Marchen Maze original font
As I wanted to add lowercases and some punctuations, I had to find where and how the font was stored in ROM. The visual editor told me that the font was stored from $7300 to $7a10 in VRAM. So under the code debugger I set an aux write breakpoint (ctrl+w) to these addresses. The breakpoint was triggered at $f7c6 on :

TIA $3740, $0002, $0020

If you look closely at the following image, you’ll notice that there are 2 similar preceding occurrences. This is it! You are looking at the piece of code in charge of decompressing the tile data into VRAM. Mednafen debugger view
This code supports 4 kind of compression:

  • The tile is filled with 0.
  • Uncompressed. The data is directly transfered to VRAM.
  • Simple RLE encoding.
  • Simple RLE encoding with some kind of postprocessing involving XORing consecutive lines.

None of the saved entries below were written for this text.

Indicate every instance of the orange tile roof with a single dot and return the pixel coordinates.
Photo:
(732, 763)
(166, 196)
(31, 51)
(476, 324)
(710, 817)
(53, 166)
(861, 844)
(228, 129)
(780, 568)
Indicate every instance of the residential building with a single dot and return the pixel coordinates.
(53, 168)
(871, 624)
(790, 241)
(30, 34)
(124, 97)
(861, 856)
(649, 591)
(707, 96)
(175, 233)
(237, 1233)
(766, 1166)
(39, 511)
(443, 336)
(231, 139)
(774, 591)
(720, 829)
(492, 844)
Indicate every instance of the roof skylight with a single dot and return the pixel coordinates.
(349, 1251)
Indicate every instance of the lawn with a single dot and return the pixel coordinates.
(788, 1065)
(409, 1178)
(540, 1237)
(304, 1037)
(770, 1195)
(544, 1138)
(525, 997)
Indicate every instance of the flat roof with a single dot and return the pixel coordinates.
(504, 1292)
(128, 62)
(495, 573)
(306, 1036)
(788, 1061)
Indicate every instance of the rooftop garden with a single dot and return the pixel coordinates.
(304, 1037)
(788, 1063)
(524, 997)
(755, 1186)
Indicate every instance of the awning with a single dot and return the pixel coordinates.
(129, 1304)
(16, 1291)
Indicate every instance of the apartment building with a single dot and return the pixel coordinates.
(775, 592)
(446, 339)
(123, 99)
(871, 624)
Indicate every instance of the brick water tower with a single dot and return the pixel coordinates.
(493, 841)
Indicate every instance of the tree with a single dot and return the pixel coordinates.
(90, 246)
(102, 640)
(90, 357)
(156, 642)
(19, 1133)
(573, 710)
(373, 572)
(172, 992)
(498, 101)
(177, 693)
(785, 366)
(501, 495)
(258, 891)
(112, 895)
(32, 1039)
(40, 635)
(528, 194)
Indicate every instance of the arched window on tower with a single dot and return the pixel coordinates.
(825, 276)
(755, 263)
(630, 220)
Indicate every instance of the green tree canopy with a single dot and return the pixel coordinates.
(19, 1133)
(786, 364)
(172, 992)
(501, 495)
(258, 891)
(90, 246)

Laziness told me to avoid writing a little tool to compress the font. So I checked how many uncompresserd char were used and if it was enough to store lowercases. Hopefully there was enough room for all of them. Marchen maze brutal lowercases insertion

At this point I had nearly everything I wanted. There were no need to modify the string display routine. Most of the work done would have been done by the script encoder as the lowercases characters where not contigous. It was not a big deal. Nevertheless I wanted to check if there will be enough room for the translated texts and how much characters could be displayed per screen. Basically you had 16 characters per line and 7 or 11 line depending on the screen. This gave me an idea of the maximal script size. Unfortunately it was too big. So I looked for a fast/small/simple text compression/decompression for 6502 based cpu. I had a quick look at the forum. And it seems that one of the most used technique is DTE (Dual Tile Encoding). It’s a pretty simple approach. A text does not use all the ascii values. Basically you only use upper and lowercases (52 chars), numbers (10) and a dozen punctuation marks. This leaves you with 182 unused values. You can use them to store couples of characters. Bytes with values between 0 and 74 represent a single character and all the others represent a tuple. For example 182 represents ‘ab’, 183 ‘en’ and so on. Here is quick example: Let’s compress the string “abcacbabcabcabba”. First we extract all the characters couples and count them:

  • ab : 4
  • bc : 3
  • ca : 3
  • ac : 1
  • cb : 1
  • ba : 2
  • bb : 1

“ab” is the tuple with the highest occurence. We insert it in the symbol table: a,b,c,d=’ab’. And let’s replace it in the original string:“dcacbdcdcdba”. DTE only works on the original symbols. So in the second pass we must avoid the newly inserted symbols. The remaining tuples are :

  • ca : 1
  • ac : 1
  • cb : 1
  • ba : 1

The new symbol table is : a,b,c,d=’ab’,e=’ca’,f=’cb’,g=’ba’. In the end “abcacbabcabcabba” becomes “defdcdcdg”. The tricky part is to choose the right substitution sequence that will lead to the smallest possible string. It’s a whole new game and you can stick with choosing the tuple with the highest occurence.
Let’s get back to Alice. I grabbed the infamous lorem ipsum and made a script out of it. I compressed it with DTE. And I still had a lot of unused values. Remember the second pass of our example when I excluded the newly inserted symbol for the occurence counting. If I included it, DTE would in fact have been what is called BPE (Binary Pair Encoding). Here’s the mandatory academical reference : Byte Pair Encoding: A Text Compression Scheme That Accelerates Pattern Matching (1999). Using BPE we would have had for “dcacbdcdcdba”.

  • dc : 3
  • ca : 1
  • ca : 1
  • ac : 1
  • cb : 1
  • bd : 1
  • cd : 2
  • db : 1
  • ba : 1

Let’s add “dc” in the symbol table a,b,c,d=’ab’,e=’dc’. We now have “eacbeedba”. BPE is basically a recursive algorithm. So when we are decoding a string, we must check if it’s part of the tuple symbols (let’s call them “special” symbols). If that’s the case we will have to loop until the decoded symbol does not contain any special symbol. If speed is a concern we may limit the depth of recursion. This means that when we must take the depth of each symbol into consideration. For example imagine we have 2 tuples “dc” and “ca”. Both have the same number of occurence in the string. We may choose “ca” instead of “dc” because it only contains “base” symbols.
Using BPE the “maximal” script was small enough to fit. I made a silly test using some part of Hamlet (here’s the script). You can find the BPE compression/decompression as long as code for generating IPS files in this [archive].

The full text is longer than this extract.